Dopo qualche video, tra incredulità e delizia, ho notato come sul suo profilo siano presenti link che portino rispettivamente all suo shop Amazon e il suo profilo ShopMy - una piattaforma di affiliazione per influencers. Cliccando su questi questi link possiamo trovare prodotti per tenere pulite e organizzate le nostre borse, teche in plastica dove contenerle e portachiavi a forma di cuore. Nei commenti dei suoi video molti utenti le chiedono se successivamente rivenda le borse che acquista: ammette di no, di sentirsi troppo legata a loro. 

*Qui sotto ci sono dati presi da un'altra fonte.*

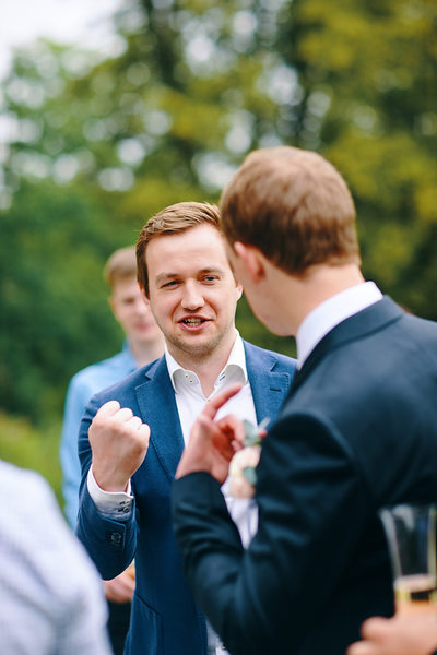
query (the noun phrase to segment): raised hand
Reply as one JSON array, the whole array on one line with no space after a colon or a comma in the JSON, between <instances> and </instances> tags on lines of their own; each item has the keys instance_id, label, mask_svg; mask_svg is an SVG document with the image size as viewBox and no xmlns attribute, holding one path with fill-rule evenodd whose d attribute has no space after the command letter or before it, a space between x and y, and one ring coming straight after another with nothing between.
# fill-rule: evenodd
<instances>
[{"instance_id":1,"label":"raised hand","mask_svg":"<svg viewBox=\"0 0 437 655\"><path fill-rule=\"evenodd\" d=\"M88 431L93 475L105 491L125 491L149 448L150 428L117 401L102 405Z\"/></svg>"},{"instance_id":2,"label":"raised hand","mask_svg":"<svg viewBox=\"0 0 437 655\"><path fill-rule=\"evenodd\" d=\"M225 481L232 457L243 448L245 428L236 416L214 419L218 409L240 389L241 384L232 384L206 403L191 429L176 478L204 471L220 483Z\"/></svg>"}]
</instances>

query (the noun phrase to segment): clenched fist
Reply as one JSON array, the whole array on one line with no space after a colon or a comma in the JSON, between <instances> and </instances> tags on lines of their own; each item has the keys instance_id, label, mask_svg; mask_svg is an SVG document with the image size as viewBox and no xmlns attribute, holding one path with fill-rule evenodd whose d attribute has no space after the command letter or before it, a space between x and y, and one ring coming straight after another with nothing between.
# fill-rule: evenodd
<instances>
[{"instance_id":1,"label":"clenched fist","mask_svg":"<svg viewBox=\"0 0 437 655\"><path fill-rule=\"evenodd\" d=\"M126 491L149 448L150 428L117 401L102 405L88 431L93 474L105 491Z\"/></svg>"}]
</instances>

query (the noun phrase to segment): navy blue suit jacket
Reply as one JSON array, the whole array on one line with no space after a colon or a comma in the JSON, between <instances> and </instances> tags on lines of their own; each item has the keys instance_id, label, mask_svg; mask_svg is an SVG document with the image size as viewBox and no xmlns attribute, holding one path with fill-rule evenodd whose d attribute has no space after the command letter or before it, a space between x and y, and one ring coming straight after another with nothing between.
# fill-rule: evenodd
<instances>
[{"instance_id":1,"label":"navy blue suit jacket","mask_svg":"<svg viewBox=\"0 0 437 655\"><path fill-rule=\"evenodd\" d=\"M258 421L277 416L291 388L295 361L245 342L246 366ZM109 400L130 407L151 428L144 463L132 477L135 512L130 520L104 519L87 487L91 464L87 431L98 407ZM135 371L90 402L81 425L82 465L78 535L104 579L135 558L137 588L125 653L204 655L206 630L182 573L170 515L170 489L184 449L175 393L164 357Z\"/></svg>"},{"instance_id":2,"label":"navy blue suit jacket","mask_svg":"<svg viewBox=\"0 0 437 655\"><path fill-rule=\"evenodd\" d=\"M385 297L316 346L258 467L259 528L238 544L220 486L174 483L194 597L233 655L342 655L393 612L382 505L437 501L437 324Z\"/></svg>"}]
</instances>

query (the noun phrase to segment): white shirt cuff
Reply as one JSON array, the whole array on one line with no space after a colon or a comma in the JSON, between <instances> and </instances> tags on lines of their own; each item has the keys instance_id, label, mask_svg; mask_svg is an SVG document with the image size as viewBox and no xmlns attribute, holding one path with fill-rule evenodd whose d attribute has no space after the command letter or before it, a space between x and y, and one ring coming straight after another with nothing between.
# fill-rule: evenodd
<instances>
[{"instance_id":1,"label":"white shirt cuff","mask_svg":"<svg viewBox=\"0 0 437 655\"><path fill-rule=\"evenodd\" d=\"M104 491L97 485L93 474L93 467L91 466L86 478L86 485L90 496L101 514L108 519L128 517L127 514L131 512L133 502L130 480L126 491Z\"/></svg>"}]
</instances>

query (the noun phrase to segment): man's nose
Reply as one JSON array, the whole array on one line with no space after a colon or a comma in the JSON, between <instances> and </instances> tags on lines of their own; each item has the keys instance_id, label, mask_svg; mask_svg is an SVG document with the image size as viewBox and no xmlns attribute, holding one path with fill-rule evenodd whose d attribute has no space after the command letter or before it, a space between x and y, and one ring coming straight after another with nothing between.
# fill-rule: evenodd
<instances>
[{"instance_id":1,"label":"man's nose","mask_svg":"<svg viewBox=\"0 0 437 655\"><path fill-rule=\"evenodd\" d=\"M181 306L184 309L193 311L203 307L204 299L201 289L196 283L187 283L184 286Z\"/></svg>"}]
</instances>

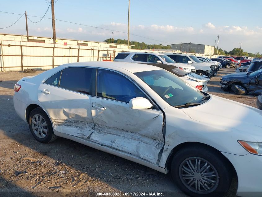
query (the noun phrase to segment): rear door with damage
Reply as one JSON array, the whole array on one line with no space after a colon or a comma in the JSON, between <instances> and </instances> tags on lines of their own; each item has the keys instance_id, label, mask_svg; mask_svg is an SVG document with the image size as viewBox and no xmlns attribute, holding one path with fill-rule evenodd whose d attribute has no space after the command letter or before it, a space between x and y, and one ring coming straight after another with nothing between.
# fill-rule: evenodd
<instances>
[{"instance_id":1,"label":"rear door with damage","mask_svg":"<svg viewBox=\"0 0 262 197\"><path fill-rule=\"evenodd\" d=\"M164 115L130 79L118 72L98 69L96 96L91 98L94 129L90 140L157 163L164 144ZM144 97L149 109L133 109L129 101Z\"/></svg>"},{"instance_id":2,"label":"rear door with damage","mask_svg":"<svg viewBox=\"0 0 262 197\"><path fill-rule=\"evenodd\" d=\"M39 86L38 100L57 131L85 138L92 132L94 124L89 94L93 70L86 67L66 68Z\"/></svg>"}]
</instances>

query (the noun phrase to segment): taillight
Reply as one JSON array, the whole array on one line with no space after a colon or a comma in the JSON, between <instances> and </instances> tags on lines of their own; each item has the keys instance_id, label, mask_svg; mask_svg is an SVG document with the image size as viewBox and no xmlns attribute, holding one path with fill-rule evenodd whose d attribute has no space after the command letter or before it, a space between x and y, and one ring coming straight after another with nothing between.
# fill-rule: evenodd
<instances>
[{"instance_id":1,"label":"taillight","mask_svg":"<svg viewBox=\"0 0 262 197\"><path fill-rule=\"evenodd\" d=\"M21 85L16 84L15 85L15 87L14 88L14 90L15 92L18 92L21 88Z\"/></svg>"},{"instance_id":2,"label":"taillight","mask_svg":"<svg viewBox=\"0 0 262 197\"><path fill-rule=\"evenodd\" d=\"M196 86L196 88L199 90L203 90L203 86Z\"/></svg>"}]
</instances>

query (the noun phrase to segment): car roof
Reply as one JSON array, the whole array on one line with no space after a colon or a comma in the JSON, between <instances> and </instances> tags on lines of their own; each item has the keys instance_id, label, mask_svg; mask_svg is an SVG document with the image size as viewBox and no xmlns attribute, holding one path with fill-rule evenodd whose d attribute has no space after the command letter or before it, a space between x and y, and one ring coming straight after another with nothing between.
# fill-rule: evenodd
<instances>
[{"instance_id":1,"label":"car roof","mask_svg":"<svg viewBox=\"0 0 262 197\"><path fill-rule=\"evenodd\" d=\"M156 66L136 63L123 62L83 62L71 63L63 64L59 67L67 67L69 66L87 66L112 69L121 72L124 69L131 73L137 73L150 70L161 70L162 68Z\"/></svg>"},{"instance_id":2,"label":"car roof","mask_svg":"<svg viewBox=\"0 0 262 197\"><path fill-rule=\"evenodd\" d=\"M137 54L156 54L158 55L164 55L165 54L163 54L162 53L154 53L153 52L127 52L125 51L124 52L121 52L120 53L119 53L118 54L120 53L128 53L128 54L133 54L133 53L137 53Z\"/></svg>"}]
</instances>

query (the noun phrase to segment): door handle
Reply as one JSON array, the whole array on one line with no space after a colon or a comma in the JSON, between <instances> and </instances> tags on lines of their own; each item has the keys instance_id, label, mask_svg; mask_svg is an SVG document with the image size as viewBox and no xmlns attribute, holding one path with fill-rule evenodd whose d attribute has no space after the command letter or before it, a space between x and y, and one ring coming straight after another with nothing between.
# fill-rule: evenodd
<instances>
[{"instance_id":1,"label":"door handle","mask_svg":"<svg viewBox=\"0 0 262 197\"><path fill-rule=\"evenodd\" d=\"M49 92L48 91L47 91L46 90L41 90L41 91L43 93L45 93L45 94L50 94L50 92Z\"/></svg>"},{"instance_id":2,"label":"door handle","mask_svg":"<svg viewBox=\"0 0 262 197\"><path fill-rule=\"evenodd\" d=\"M105 107L100 107L97 106L95 105L93 105L93 107L94 107L94 108L100 110L105 110L106 109L106 108Z\"/></svg>"}]
</instances>

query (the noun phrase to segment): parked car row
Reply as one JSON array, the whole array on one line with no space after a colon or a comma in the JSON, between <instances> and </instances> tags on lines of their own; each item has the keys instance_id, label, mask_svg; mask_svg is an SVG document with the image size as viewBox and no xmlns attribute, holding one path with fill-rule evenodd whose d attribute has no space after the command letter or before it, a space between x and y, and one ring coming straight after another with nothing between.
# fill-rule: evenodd
<instances>
[{"instance_id":1,"label":"parked car row","mask_svg":"<svg viewBox=\"0 0 262 197\"><path fill-rule=\"evenodd\" d=\"M223 195L234 176L237 195L262 192L262 111L197 89L187 82L195 74L180 68L188 67L153 55L120 53L117 60L139 63L78 62L24 77L15 110L39 142L60 136L170 171L191 196ZM195 56L174 58L185 57L185 66L210 68Z\"/></svg>"}]
</instances>

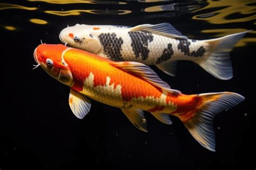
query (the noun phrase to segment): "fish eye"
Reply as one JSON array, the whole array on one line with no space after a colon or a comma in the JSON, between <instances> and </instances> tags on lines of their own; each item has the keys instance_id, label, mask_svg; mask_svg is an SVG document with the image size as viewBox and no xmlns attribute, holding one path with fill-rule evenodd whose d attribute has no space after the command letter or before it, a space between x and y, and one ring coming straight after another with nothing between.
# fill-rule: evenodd
<instances>
[{"instance_id":1,"label":"fish eye","mask_svg":"<svg viewBox=\"0 0 256 170\"><path fill-rule=\"evenodd\" d=\"M75 42L80 42L80 38L77 37L77 36L75 37L74 40Z\"/></svg>"},{"instance_id":2,"label":"fish eye","mask_svg":"<svg viewBox=\"0 0 256 170\"><path fill-rule=\"evenodd\" d=\"M46 59L46 65L49 67L52 67L53 66L53 62L51 59L48 58Z\"/></svg>"}]
</instances>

L'usato diventa un nuovo tipo di consumo

Dal momento in cui TikTok contribuisce a rafforzare la percezione del sé attraverso lo sguardo altrui, appare quasi ovvio che qualsiasi giovane utente venga spinto a creare e postare più video possibili su temi popolari all’interno della piattaforma. In particolare, se un paio d’anni fa gli haul - video in cui i creator mostrano i propri acquisti - riguardavano i grandi gruppi fast-fashion, ciò che per ora catalizza l’attenzione sono i contenuti in cui gli utenti, spesso giovani donne, portano i propri followers in giro per mercatini dell’usato alla ricerca generica. Non ho aggiunto un complemento di specificazione perché non c’è quasi mai: il thrift shopping sembra esistere nel vuoto, distaccato da altre forme di consumo. Addosso ha una patina di atto creativo e altruistico che legittima la propria popolarità. Ma è davvero così? 

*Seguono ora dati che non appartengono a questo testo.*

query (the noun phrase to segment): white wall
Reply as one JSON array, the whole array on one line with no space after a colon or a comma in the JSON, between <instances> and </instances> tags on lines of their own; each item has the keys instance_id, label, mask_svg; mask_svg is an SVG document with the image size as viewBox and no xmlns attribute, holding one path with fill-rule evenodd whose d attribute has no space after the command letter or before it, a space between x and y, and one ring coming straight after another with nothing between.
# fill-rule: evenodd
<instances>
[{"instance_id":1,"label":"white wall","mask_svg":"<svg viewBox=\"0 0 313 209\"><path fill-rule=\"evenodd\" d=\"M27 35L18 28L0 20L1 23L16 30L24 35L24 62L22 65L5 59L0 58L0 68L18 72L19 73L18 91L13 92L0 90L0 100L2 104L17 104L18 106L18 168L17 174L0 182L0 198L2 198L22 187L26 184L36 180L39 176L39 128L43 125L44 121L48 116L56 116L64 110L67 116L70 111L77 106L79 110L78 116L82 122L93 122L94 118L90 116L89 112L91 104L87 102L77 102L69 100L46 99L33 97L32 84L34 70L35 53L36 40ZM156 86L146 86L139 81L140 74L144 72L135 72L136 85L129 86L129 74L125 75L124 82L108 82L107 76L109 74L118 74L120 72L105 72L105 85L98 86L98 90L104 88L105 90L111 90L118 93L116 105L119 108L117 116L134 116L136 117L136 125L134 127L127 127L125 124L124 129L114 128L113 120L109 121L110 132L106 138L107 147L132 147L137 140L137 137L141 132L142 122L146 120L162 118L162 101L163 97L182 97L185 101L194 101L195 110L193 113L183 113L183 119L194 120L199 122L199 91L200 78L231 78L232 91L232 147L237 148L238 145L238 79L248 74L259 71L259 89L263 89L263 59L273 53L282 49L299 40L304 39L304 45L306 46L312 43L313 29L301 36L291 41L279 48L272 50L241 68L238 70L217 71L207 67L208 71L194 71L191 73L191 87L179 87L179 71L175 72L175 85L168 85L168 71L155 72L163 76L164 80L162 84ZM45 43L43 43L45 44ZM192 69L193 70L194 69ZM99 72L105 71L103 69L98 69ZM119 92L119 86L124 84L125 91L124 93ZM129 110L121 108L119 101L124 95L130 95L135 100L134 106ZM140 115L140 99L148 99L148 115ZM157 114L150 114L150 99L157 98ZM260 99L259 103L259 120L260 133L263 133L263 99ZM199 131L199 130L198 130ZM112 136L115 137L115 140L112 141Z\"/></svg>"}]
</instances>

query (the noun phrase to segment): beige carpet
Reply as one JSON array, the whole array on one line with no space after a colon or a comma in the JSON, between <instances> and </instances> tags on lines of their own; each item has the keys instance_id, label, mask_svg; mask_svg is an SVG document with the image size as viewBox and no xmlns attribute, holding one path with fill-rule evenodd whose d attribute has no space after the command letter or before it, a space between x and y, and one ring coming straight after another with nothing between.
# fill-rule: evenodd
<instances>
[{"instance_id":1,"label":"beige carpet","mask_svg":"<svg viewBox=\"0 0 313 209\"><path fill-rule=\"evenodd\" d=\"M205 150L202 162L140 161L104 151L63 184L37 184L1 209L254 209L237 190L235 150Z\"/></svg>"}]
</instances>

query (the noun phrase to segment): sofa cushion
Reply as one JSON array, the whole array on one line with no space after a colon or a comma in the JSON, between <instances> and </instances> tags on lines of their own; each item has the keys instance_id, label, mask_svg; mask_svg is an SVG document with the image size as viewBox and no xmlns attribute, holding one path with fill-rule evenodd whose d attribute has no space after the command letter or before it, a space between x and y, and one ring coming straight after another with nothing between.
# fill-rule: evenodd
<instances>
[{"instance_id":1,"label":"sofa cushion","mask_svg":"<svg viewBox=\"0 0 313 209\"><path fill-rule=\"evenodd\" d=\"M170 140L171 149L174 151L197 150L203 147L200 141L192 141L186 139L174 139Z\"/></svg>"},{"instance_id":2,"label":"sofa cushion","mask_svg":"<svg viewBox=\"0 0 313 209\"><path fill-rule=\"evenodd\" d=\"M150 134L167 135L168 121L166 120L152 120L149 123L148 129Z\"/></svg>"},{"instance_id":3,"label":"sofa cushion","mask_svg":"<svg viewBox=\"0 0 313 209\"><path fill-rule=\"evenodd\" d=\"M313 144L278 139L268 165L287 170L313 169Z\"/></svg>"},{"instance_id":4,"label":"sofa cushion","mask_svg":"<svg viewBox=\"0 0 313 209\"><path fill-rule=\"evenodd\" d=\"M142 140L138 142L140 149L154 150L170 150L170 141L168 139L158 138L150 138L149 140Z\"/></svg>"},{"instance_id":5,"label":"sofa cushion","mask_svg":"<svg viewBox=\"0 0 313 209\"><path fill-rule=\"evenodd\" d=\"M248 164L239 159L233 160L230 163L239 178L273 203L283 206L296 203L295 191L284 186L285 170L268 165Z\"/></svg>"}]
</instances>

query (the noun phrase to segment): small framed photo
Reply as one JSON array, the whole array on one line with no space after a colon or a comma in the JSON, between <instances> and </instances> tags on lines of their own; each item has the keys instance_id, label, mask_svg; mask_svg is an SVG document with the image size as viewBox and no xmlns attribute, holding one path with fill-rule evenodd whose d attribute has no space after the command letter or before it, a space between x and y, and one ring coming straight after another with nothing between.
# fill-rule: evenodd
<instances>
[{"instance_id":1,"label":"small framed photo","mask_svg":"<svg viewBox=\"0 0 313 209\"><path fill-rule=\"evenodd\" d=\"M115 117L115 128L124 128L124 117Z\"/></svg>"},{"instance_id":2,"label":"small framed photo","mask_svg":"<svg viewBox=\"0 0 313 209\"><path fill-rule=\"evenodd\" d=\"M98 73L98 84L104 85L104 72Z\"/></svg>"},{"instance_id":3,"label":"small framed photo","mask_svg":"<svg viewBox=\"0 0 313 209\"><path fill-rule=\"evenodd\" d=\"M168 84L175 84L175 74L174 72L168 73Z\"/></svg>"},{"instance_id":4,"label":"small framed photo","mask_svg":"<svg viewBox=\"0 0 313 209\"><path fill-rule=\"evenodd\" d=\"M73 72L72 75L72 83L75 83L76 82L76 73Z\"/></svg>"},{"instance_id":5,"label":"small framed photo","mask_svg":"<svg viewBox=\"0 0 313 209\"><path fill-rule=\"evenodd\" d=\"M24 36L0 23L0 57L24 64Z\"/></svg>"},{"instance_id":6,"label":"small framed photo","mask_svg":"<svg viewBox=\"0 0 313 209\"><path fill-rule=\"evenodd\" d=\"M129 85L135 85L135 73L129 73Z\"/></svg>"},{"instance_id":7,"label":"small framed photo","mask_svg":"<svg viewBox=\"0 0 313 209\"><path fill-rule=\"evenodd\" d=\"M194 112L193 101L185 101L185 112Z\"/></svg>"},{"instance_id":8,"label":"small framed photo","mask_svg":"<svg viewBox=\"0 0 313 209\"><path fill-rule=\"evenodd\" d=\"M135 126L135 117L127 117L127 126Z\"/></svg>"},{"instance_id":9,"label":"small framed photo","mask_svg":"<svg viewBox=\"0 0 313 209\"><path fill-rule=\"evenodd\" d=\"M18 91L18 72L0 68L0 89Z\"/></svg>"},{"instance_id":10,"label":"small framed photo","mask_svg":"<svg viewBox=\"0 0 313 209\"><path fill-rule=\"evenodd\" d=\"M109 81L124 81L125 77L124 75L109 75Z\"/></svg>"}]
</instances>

Il thrifting è solo un altro modo di fare shopping

In alcuni video, le utenti mostrano borse blu di Ikea ricolme di capi acquistati a poco prezzo; alcune vanno settimanalmente in mercatini e sfidano i propri followers a cosa riusciranno a comprare con dieci, venti o trenta euro. Questo porta all’errata percezione che comprare incessantemente e accumulare capi usati e vecchi sia diverso dal comprarli online, nuovi, ben ordinati in bustine di plastica e cartone. Ma comprare e collezionare compulsivamente non sono atti creativi: la professoressa dell’Università della North Carolina Wilmington Jennifer Le Zotte nel suo libro “From Goodwill to Grunge” ha analizzato l’intricato rapporto tra capitalismo industriale, politiche sociali e cultura di massa. Difatti, la storia dello shopping second-hand è segnata dall’appropriazione economica e stilistica da parte dei consumatori privilegiati sin dal XIX secolo. In questo contesto, è fondamentale riflettere sul vero significato dello shopping di seconda mano e sul suo impatto non solo sull’economia, ma anche sulle dinamiche sociali e culturali che lo circondano.